Category Theory Foundation for CEP¶
Overview¶
This document provides a formal categorical semantics for the Civic Exchange Protocol (CEP). The goal is to prove that the system's design is mathematically sound, ensuring that compositions of civic relationships and exchanges behave predictably and that the Verifiable ID system constitutes a proper universal construction.
1. The Category Civic¶
We define a category Civic as follows:
Objects¶
The objects of Civic are attested civic entities.
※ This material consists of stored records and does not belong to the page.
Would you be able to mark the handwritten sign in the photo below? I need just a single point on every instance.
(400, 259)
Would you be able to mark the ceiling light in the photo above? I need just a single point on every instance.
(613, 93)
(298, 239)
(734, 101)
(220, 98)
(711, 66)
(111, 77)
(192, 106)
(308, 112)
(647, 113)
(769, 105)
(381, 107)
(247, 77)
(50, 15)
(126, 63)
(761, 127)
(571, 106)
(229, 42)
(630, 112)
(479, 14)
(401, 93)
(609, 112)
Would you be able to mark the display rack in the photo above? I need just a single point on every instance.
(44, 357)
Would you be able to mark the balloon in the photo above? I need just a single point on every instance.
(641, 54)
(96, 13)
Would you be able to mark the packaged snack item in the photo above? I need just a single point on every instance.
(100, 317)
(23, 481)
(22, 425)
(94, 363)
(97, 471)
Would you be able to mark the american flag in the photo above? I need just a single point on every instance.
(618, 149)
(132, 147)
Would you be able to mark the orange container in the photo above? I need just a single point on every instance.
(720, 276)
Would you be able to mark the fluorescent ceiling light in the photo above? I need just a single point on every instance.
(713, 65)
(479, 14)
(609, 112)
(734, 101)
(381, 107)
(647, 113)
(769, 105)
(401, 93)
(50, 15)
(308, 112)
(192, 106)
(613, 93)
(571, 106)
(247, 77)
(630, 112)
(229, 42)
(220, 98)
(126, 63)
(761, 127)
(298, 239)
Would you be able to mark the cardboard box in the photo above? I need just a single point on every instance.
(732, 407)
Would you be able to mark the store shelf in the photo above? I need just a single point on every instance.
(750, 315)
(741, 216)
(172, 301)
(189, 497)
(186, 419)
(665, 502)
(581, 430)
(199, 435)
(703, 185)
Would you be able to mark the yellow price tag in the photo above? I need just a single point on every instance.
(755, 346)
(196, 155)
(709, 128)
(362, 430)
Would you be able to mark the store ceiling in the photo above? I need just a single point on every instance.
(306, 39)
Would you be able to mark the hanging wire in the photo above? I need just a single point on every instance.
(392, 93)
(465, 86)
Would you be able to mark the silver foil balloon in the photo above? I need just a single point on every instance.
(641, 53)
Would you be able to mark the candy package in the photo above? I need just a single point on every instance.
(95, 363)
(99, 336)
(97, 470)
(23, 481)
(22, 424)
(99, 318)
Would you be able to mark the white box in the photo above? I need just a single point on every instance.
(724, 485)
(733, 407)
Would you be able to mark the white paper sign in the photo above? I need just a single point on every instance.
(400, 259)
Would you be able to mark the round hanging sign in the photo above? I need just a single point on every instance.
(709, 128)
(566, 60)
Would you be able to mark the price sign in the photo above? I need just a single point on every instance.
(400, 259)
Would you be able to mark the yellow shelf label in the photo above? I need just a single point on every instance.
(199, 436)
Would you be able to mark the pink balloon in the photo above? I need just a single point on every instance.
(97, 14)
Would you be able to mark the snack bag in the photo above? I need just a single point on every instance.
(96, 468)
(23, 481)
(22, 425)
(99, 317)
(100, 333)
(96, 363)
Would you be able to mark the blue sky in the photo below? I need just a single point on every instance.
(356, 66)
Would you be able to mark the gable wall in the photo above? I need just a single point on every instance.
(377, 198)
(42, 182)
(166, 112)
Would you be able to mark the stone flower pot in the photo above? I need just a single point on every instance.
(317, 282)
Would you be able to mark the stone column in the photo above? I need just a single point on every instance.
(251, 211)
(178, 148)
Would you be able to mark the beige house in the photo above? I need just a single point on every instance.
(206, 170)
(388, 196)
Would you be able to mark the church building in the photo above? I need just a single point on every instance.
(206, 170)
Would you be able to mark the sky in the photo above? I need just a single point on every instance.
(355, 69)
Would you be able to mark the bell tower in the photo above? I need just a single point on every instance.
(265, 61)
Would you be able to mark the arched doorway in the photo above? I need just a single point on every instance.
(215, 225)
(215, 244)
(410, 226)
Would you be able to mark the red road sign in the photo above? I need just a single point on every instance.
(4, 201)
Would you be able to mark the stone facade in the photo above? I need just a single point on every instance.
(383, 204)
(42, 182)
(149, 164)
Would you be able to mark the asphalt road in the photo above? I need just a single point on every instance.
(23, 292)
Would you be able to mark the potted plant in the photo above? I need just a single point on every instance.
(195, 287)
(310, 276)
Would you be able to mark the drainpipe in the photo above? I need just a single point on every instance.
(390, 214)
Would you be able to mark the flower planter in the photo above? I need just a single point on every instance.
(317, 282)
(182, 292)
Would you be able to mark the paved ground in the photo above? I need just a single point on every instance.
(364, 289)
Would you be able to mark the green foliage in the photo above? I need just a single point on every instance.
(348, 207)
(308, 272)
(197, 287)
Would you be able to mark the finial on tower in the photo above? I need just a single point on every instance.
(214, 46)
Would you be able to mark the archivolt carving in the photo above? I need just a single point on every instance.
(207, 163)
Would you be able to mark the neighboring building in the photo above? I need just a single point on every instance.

Each object E represents: - A verified legal entity (government agency, contractor, nonprofit, individual) - With a canonical Verifiable ID - At a specific point in time (revision number)
Formally: Ob(Civic) = { E | E is a valid CEP entity record }
Morphisms¶
The morphisms in Civic are relationships and exchanges between entities.
A morphism f: A → B represents a directed flow of legal obligation, value, or authority from entity A to entity B.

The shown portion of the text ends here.